Eğer “Veliaht” gözüyle bakılan Şehzade Mustafa Bey, bundan fazlasıyla etkilenip, “Babam kocadı, dedem Selim Han’ın yaptığı gibi yapıp yerine geçme vakti geldi” türünden, Safevi Şahı Tahmasb’a mektuplar yazmasaydı ve bunlar bir şekilde Kanuni’nin eline geçmeseydi, Hürrem Sultan’ın oğlunu tahta geçirme çabası sonuçsuz kalabilirdi.
Şehzade Mustafa bunları yapmakla da kalmadı, valilik yaptığı Amasya’da kendi adına “tuğra” da çektirdi...
Osmanlı’da yalnızca padişahların tuğrası olur. Tuğra, sadece bir “imza” değil, aynı zamanda gücün, yani saltanatın da sembolüdür.
Bu yüzden hiçbir şehzade ya da sadrazam, kendine tuğra çektiremez...
Bunu göze almak, padişaha rakip olmak anlamına gelir ve ölümü göze almakla eşdeğer sayılır.
Şehzade Mustafa, kim bilir hangi dürtü ile (belki de çevresinin teşviki olmuştur) böyle bir işe girişmiş, Padişah babasına rakip olarak ortaya çıkmıştır.

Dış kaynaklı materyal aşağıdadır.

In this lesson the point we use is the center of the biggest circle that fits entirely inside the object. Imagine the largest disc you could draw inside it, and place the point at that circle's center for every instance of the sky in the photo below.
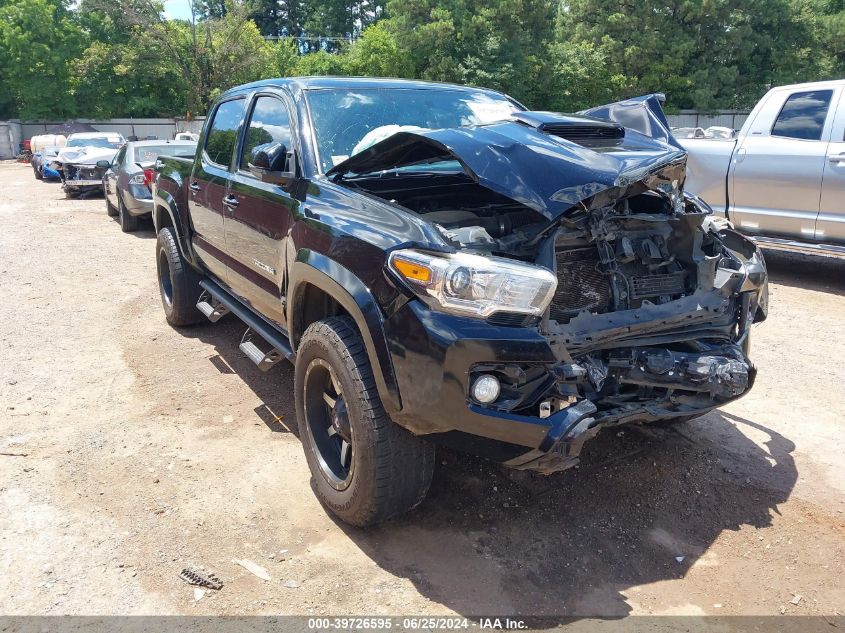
(178, 9)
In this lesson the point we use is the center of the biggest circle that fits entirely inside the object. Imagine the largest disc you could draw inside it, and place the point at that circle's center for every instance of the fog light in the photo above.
(486, 389)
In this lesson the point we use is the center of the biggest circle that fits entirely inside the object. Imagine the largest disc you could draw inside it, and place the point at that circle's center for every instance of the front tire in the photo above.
(128, 222)
(365, 467)
(178, 283)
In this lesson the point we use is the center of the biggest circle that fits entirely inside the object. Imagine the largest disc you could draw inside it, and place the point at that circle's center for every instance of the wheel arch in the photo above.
(316, 278)
(165, 213)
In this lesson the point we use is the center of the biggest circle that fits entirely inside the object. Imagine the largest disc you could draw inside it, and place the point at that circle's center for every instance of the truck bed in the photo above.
(708, 162)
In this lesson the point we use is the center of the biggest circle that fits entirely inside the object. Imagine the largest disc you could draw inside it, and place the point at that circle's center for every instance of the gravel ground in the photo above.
(131, 450)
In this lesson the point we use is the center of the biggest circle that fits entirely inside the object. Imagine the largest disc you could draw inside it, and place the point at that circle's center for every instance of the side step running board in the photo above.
(211, 307)
(272, 334)
(263, 360)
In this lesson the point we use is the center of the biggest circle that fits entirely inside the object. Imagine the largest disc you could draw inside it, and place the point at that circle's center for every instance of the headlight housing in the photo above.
(472, 285)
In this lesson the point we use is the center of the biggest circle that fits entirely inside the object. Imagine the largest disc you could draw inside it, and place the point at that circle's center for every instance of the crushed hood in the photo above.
(85, 155)
(546, 161)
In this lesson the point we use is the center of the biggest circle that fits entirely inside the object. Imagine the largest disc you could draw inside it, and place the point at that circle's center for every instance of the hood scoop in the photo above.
(585, 131)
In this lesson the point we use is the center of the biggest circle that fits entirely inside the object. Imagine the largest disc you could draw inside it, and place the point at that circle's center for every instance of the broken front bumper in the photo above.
(78, 176)
(562, 383)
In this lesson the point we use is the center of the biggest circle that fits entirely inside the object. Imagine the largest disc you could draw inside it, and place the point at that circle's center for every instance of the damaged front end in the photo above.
(649, 318)
(79, 171)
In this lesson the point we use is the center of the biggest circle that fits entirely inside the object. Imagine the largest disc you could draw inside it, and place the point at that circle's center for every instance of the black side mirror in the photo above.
(272, 162)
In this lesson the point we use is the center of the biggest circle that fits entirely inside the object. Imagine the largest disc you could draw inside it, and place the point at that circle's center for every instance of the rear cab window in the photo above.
(223, 133)
(269, 123)
(803, 115)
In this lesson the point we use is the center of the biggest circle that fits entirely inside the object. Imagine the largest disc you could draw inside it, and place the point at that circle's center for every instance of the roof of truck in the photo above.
(832, 83)
(95, 135)
(312, 83)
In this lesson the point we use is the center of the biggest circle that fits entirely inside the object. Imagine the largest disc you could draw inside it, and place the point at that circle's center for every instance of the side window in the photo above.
(803, 115)
(269, 123)
(223, 133)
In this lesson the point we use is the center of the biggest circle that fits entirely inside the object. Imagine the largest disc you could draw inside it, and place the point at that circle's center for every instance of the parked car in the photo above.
(782, 179)
(77, 161)
(41, 160)
(503, 281)
(128, 178)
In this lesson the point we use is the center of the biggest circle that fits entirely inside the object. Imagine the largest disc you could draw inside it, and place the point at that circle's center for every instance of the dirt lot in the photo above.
(131, 450)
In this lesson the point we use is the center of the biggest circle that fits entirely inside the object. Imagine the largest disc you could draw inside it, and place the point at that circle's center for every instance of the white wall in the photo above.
(10, 139)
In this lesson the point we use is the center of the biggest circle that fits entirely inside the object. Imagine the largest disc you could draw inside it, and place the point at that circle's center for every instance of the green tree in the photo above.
(278, 17)
(500, 44)
(705, 54)
(377, 54)
(37, 38)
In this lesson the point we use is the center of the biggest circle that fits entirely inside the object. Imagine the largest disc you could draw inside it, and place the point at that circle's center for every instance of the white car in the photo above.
(76, 162)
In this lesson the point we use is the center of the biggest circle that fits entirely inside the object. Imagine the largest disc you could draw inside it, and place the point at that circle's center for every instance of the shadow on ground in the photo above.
(492, 541)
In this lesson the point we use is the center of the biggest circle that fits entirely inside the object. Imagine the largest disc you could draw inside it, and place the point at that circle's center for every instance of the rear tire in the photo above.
(128, 222)
(178, 283)
(386, 470)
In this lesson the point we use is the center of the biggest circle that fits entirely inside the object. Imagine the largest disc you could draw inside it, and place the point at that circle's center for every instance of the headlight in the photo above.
(474, 285)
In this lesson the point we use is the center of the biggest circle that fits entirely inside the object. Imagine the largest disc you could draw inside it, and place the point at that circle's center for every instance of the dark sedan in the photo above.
(127, 182)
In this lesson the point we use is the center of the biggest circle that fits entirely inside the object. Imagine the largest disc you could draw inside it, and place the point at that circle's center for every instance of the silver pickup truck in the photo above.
(782, 179)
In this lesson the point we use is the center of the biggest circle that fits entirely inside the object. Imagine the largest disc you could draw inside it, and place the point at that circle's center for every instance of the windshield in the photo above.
(148, 153)
(111, 142)
(348, 121)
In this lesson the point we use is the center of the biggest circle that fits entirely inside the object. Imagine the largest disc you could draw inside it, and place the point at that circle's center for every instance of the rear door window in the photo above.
(223, 133)
(269, 123)
(803, 115)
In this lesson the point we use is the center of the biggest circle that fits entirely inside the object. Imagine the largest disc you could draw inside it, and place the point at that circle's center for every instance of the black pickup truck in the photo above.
(444, 266)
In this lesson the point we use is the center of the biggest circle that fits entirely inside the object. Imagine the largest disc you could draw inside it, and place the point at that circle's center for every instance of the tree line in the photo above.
(116, 58)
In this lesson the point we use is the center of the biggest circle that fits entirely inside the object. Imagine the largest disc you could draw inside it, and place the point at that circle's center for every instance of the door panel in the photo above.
(830, 225)
(208, 184)
(777, 174)
(259, 218)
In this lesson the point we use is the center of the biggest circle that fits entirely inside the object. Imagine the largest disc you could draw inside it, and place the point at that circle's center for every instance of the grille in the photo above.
(657, 285)
(580, 284)
(511, 319)
(76, 172)
(588, 135)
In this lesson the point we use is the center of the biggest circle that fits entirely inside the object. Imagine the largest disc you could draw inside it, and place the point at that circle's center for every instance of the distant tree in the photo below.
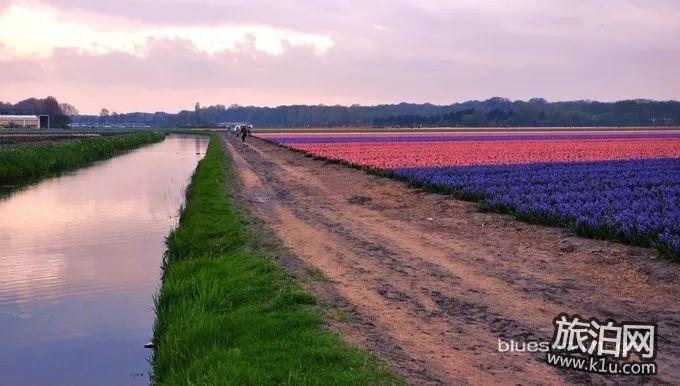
(68, 109)
(197, 114)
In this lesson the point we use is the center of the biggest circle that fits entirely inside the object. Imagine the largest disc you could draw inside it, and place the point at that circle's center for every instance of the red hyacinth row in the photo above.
(426, 154)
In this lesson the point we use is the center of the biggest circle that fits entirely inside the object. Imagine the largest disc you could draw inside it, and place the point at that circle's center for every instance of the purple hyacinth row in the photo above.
(282, 140)
(636, 201)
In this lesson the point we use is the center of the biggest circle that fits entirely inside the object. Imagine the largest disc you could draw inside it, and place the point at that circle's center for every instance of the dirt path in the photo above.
(431, 285)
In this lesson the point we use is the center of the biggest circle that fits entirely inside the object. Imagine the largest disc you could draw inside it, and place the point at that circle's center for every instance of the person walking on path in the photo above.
(244, 133)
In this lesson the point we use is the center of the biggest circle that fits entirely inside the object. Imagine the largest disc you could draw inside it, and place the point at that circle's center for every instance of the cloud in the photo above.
(379, 52)
(33, 29)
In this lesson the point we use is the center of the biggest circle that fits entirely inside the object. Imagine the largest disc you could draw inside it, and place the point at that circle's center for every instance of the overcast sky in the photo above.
(167, 54)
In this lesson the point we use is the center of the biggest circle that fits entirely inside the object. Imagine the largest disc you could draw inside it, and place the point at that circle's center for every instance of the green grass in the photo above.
(28, 163)
(226, 314)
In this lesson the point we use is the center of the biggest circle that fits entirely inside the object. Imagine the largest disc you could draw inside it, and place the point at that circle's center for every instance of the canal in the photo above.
(80, 260)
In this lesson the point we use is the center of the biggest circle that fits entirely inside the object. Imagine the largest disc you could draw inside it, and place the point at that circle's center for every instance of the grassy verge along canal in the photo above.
(227, 314)
(29, 163)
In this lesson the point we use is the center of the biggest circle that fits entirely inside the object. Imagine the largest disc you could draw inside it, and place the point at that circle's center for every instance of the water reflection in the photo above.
(79, 263)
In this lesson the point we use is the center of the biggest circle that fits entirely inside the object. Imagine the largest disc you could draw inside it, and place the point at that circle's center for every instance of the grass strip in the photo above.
(28, 163)
(226, 314)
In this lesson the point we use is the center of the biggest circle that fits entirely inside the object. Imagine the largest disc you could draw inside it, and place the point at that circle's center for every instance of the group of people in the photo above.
(242, 131)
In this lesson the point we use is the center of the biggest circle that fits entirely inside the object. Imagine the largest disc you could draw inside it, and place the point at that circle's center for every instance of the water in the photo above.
(80, 262)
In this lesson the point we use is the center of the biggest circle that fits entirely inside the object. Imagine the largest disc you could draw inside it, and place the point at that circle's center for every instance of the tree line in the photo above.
(499, 112)
(495, 111)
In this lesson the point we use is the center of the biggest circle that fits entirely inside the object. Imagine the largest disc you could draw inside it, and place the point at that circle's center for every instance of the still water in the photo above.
(80, 262)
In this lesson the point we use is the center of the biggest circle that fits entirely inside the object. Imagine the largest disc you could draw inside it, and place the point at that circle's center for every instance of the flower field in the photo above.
(622, 186)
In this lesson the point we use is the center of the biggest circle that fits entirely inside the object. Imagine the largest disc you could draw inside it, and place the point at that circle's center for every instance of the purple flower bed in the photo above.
(637, 201)
(456, 137)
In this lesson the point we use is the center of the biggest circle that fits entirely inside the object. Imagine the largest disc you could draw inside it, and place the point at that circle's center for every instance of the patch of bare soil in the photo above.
(430, 284)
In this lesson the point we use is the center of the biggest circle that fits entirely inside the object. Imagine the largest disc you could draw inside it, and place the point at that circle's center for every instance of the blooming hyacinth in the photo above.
(615, 185)
(633, 200)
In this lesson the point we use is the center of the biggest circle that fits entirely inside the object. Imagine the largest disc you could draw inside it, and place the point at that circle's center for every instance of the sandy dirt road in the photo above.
(430, 284)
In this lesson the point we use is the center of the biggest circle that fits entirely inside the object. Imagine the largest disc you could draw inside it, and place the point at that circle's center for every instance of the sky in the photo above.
(165, 55)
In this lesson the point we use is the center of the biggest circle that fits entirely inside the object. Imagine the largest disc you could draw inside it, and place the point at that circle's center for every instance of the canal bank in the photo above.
(80, 263)
(21, 165)
(226, 313)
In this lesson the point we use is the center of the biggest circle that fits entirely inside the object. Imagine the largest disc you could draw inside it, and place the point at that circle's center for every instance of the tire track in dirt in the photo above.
(443, 281)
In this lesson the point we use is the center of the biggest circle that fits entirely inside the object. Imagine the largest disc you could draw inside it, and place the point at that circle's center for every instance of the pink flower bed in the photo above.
(388, 155)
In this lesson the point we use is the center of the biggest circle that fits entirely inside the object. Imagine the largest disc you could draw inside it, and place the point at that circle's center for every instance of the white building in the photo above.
(22, 120)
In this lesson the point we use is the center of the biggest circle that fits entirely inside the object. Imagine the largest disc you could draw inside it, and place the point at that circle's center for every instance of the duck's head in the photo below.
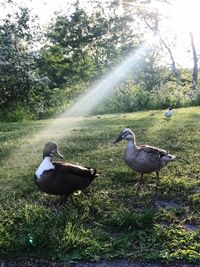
(126, 133)
(51, 149)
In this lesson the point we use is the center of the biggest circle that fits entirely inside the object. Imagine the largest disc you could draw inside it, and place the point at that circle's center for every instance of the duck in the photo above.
(61, 178)
(168, 113)
(143, 158)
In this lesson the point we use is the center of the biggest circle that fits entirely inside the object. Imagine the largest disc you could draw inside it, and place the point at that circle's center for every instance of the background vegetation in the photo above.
(43, 69)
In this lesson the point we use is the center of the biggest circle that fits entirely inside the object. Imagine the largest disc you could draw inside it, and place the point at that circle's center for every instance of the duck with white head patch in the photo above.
(61, 178)
(143, 158)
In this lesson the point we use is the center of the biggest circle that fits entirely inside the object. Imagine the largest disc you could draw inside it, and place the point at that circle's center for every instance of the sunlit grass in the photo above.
(110, 219)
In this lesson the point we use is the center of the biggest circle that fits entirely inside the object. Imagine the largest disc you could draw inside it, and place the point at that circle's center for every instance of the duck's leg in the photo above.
(158, 179)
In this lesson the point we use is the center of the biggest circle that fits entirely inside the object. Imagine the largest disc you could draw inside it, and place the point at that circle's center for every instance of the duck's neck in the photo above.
(45, 165)
(131, 143)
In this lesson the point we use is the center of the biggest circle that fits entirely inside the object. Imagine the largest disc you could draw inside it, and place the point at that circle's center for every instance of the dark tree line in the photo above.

Bu durumda Kanuni açısından iki yol kalmaktadır: Ya iki başlı, iki parçaya bölünmüş, dolayısıyla zayıf düşmüş bir devlete razı olacak (ki o takdirde de kardeşler birbirlerine saldıracağı için yine iç savaş kaçınılmazdır), ya da saltanat iddia edeni (oğlu bile olsa) “izale” edecektir (öldürecektir).
Bölünme-parçalanma ihtimalini hiçbir padişah göze alamayacağından dolayı, geriye kala kala ikinci şık kalıyor...
Kanuni de çaresizlik içinde ikinci şıkkı seçti ve ağlaya ağlaya oğlunun idam hükmünü imzaladı.
Gelecek yazımızda olayın detayına inelim...
-
Muradi 30-01-2011 00:58
Şehzade katli Osmanlılarda bir cahiliyye adeti olarak uzun yıllar devam etmitir.İslamı saltanattan ayıramayan Bahadıroğlu gibi yazarlar bu gibi gayri islami adetleri savunmak için İslamı da çarpıtmayı göze alırlar.Çünkü aldıkları dini eğitim tevhide değil muhafazakarlığa, tasavvufa,nurculuğa vs. dayalıdır.Bu anlayışlar ise saltanat sistemlerine köklü eleştiriler getirmekten uzaktırlar.